If you get a segmentation fault, it means your server is vulnerable. Be sure to watch for your distribution’s fix for the patch (yum update is your friend).

16 comments
  1. Isnt line 469 in the above screen shot supposed to safely check the format of the IP address before continuing. To my understand the vuln can be triggered by 1000 ints in one section of the IP address which should be circumvented by the {1-3} regex in line 469 correct??

    1. This is if the input is an IP address, it will then match that regex and the bug won’t be triggered.

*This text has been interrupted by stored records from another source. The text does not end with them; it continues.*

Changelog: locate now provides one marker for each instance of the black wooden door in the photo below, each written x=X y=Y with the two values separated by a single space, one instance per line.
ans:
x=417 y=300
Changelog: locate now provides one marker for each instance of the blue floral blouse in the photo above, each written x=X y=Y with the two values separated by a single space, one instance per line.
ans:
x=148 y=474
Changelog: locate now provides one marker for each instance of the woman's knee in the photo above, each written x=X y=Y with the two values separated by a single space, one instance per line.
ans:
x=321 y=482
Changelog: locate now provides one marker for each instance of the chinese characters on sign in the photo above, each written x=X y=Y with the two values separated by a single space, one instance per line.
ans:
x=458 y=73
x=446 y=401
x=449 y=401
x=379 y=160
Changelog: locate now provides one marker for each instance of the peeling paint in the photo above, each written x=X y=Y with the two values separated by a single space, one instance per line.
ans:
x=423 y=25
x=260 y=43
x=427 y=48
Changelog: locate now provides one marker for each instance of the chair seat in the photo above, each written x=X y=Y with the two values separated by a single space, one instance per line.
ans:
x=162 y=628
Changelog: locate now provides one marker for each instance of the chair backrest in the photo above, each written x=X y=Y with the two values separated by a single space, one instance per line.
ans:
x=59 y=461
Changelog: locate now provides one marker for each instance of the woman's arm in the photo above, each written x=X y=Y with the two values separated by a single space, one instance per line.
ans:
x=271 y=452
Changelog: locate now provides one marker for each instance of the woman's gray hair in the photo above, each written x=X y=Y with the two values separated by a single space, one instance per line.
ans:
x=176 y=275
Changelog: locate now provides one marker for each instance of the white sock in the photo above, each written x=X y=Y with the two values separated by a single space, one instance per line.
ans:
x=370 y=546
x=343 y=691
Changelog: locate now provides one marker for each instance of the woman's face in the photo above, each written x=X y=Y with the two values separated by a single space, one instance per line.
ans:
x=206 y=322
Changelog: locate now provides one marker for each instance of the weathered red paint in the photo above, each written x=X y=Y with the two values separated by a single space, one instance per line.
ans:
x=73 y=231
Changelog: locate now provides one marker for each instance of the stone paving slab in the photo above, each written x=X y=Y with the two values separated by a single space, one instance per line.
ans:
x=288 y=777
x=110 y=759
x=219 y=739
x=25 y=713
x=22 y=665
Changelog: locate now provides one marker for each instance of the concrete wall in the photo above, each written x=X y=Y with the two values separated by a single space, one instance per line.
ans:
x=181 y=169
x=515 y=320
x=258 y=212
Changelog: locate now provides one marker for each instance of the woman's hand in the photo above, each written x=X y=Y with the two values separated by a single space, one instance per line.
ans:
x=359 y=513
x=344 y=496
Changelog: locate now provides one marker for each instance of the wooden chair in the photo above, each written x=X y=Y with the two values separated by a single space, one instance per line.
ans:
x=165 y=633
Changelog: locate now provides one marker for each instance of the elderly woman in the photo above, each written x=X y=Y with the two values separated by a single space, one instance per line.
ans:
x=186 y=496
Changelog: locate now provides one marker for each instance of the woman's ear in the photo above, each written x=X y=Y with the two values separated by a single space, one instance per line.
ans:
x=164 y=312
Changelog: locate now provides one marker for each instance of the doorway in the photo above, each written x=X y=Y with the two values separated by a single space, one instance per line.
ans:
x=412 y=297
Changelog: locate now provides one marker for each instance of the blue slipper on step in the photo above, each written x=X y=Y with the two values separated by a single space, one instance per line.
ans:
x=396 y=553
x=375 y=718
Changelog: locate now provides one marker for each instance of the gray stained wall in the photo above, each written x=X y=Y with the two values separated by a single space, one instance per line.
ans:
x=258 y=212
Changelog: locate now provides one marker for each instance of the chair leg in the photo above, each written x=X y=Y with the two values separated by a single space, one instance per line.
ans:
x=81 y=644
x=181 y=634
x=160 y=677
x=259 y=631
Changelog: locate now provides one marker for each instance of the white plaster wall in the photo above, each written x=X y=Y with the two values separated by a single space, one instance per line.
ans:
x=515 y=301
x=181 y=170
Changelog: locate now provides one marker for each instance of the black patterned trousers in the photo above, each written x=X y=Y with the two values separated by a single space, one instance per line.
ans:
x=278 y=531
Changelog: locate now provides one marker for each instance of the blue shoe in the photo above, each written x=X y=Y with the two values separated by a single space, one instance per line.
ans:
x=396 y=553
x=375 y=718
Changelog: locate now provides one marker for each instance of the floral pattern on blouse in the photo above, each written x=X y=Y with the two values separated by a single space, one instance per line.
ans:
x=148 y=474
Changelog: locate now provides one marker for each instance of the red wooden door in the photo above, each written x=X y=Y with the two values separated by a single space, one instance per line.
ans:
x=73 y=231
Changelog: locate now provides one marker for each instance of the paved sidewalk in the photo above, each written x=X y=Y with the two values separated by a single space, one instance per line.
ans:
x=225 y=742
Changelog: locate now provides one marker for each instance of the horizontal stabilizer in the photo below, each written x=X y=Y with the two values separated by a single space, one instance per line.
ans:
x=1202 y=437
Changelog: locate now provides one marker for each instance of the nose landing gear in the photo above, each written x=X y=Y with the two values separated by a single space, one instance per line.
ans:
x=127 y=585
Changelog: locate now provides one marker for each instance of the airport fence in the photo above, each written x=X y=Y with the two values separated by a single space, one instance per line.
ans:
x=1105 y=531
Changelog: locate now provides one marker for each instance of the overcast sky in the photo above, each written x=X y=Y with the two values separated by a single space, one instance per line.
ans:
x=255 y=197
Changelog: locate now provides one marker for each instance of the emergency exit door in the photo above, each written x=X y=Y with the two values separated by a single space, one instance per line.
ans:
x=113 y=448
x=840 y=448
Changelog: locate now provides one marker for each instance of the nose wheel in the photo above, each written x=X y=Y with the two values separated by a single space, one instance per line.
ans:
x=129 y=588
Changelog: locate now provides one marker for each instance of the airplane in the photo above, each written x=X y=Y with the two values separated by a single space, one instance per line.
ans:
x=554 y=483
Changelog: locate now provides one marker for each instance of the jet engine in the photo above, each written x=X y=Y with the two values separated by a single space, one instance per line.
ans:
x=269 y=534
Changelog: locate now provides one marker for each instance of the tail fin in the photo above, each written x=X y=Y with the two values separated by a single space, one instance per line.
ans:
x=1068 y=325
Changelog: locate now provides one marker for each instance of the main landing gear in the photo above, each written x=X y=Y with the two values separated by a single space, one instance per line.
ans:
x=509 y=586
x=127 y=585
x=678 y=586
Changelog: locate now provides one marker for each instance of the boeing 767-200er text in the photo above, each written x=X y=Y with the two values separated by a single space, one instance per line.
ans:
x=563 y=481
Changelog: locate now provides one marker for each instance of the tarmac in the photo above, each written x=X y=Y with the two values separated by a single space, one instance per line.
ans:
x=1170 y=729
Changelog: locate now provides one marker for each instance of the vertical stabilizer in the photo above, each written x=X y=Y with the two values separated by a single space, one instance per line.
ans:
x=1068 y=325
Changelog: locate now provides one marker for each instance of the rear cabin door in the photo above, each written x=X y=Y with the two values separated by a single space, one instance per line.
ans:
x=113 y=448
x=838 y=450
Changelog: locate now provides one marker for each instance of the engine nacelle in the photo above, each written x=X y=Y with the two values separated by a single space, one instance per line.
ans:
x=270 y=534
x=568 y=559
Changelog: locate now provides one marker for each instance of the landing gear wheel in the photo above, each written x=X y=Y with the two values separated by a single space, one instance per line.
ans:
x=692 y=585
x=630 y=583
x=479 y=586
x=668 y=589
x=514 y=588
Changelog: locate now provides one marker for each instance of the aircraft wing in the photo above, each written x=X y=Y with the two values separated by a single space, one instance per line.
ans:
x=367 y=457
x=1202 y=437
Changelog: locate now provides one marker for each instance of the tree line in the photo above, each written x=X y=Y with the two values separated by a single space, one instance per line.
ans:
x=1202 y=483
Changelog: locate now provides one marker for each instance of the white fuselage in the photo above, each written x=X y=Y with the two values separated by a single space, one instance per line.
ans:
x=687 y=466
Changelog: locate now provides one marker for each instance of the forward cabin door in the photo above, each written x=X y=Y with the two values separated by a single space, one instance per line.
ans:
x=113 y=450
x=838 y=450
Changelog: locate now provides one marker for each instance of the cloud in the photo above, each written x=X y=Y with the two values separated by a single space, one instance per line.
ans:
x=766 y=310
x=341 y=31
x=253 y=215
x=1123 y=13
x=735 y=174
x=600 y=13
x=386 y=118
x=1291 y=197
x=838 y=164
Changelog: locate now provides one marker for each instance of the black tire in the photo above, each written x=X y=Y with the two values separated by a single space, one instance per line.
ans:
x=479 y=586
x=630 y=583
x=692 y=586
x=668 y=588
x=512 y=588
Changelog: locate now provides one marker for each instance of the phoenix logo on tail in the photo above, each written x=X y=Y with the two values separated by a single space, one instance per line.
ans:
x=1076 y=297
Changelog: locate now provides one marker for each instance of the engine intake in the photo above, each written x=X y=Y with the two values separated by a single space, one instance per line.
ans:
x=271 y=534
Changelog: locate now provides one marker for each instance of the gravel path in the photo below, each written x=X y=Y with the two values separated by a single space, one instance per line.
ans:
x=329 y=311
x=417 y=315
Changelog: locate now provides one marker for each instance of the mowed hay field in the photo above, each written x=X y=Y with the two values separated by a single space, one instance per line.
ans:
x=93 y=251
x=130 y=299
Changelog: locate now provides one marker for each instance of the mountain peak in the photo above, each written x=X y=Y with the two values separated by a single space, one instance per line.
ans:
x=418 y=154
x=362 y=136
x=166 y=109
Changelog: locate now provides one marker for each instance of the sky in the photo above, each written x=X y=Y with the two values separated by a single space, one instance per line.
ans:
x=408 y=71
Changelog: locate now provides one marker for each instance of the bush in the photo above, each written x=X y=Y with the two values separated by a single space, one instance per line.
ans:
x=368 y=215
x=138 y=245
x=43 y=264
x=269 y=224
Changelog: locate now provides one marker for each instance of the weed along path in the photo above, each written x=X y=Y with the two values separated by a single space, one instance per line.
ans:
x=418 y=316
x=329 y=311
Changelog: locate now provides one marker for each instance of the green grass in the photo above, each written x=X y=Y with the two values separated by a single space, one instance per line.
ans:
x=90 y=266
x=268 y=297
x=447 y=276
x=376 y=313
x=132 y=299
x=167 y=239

If it is not an IP address though, instead it is a hostname, gethostname() will be called to acquire the IP address of the hostname given.

    2. No, if it doesn’t match the regexp gethostbyname() get’s called. So it’s the other way around.

  2. Are you sure wordpress wp_http_validate_url case is exploitable? pase_url() and $same_host condition check doesn’t prevent from exploitation?

  3. Just as a note, but, Zend also uses gethostbyname() in Zend_Validate_EmailAddress() as well, which is a fairly common validation class used.

    1. I have noticed the same situation here. Hosts that are vulnerable (based on the openwall released vuln PoC) are not vulnerable when the above PHP PoC is attempted. Which may mean the gethostbyname() php function is not vulnerable and wordpress would not be an attack entry vector for this vulnerability.

  4. Try this one instead:

    php -r ‘$e=”0″;for($i=0;$i<2500;$i++){$e="0$e";gethostbyname($e); }'

  5. Am I correct in my thinking that the following check could be added so that any hostname lengths over 255 would be rejected. I believe no valid hostname could be over 255 and this would prevent a buffer overflow.

    strlen($ip) > 255

  6. A clarification: this post implies a correspondence between RHEL/CentOS 5, 6, and 7 and Fedora 5, 6, and 7. There isn’t one; those numbers are very old Fedora releases which hopefully no one is running anymore. The current, supported releases are F20 and F21, and these are not vulnerable.